Malrieu (1976) définit la subjectivation comme le processus par lequel l’enfant devient sujet. Elle est « l’activité par laquelle se produit la mise à distance à l’égard d’activité assumées, par l’installation dans une visée autre, et la mise en relation de ses activités à cette visée autre » (op.cit., 10). Selon lui, les activités assumées sont par ce processus dénaturées ; (re) signifiées ; prises dans un conflit ; lieu d’une totalisation provisoire, par un contrôle qui vise à maintenir ensemble deux activités de sens divergent. Malrieu (1976) émet des hypothèses selon lesquelles les conduites peuvent être extraites de leur finalité originelle par le déplacement, celui-ci émanant d’une mise en relation de deux désirs, et est une activité d’acculturation. L’enfant est amené à trouver un compromis entre ses désirs et ceux de l’adulte et cela entraîne un conflit qui est surmonté par une identification à autrui. Pour être refoulé, l’activité primitive est (re)signifiée et cette (re) signification exige que l’enfant s’identifie à l’autre. Cette identification permet une composition de l’activité ancienne avec les conduites culturelles qui confèrent leur signification à cette activité.

En outre, la subjectivation passe par plusieurs phases.

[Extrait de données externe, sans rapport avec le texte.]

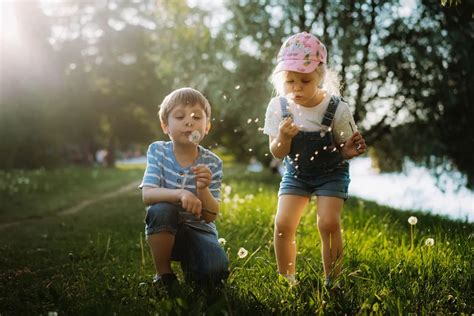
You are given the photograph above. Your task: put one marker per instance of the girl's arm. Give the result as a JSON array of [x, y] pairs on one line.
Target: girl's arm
[[280, 146], [353, 147]]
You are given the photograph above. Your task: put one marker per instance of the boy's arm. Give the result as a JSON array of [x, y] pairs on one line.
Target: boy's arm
[[210, 206], [187, 199], [152, 195]]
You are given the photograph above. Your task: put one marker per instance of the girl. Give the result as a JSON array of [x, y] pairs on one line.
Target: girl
[[312, 129]]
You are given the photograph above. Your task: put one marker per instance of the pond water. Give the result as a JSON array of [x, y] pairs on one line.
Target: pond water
[[414, 189]]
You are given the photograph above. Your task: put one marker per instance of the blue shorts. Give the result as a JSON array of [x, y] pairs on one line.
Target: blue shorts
[[199, 252], [333, 183]]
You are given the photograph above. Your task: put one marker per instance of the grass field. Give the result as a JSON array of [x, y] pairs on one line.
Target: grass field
[[97, 262]]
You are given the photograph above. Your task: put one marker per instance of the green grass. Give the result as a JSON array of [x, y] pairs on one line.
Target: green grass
[[97, 262], [33, 194]]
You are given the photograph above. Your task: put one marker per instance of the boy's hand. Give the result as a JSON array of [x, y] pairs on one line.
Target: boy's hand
[[190, 203], [203, 176], [354, 146], [287, 129]]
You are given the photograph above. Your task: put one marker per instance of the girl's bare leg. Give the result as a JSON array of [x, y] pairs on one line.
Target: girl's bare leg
[[329, 224], [290, 209]]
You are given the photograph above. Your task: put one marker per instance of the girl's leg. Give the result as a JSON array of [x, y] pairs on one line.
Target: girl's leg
[[290, 209], [329, 224]]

La première, la phase pré- symbolique s’étend sur les douze premiers mois de l’enfant. Elle part des premières interactions de l’enfant avec son milieu et débouche sur une présubjectivité. Malrieu (1976) utilise le terme de présubjectivité et non de subjectivité parce que :

- l’enfant utilise certaines expériences de son passé ;

- il intervient comme cause des modifications du milieu et surtout des réactions d’autrui, avec le sentiment d’un pouvoir sur celui-ci ;

- il manifeste son attachement à autrui, et différentie ses réactions aux personnes.

Selon lui, le terme de subjectivité parce que les réactions de l’enfant obéissent à un processus de conditionnement qui exclue une intention.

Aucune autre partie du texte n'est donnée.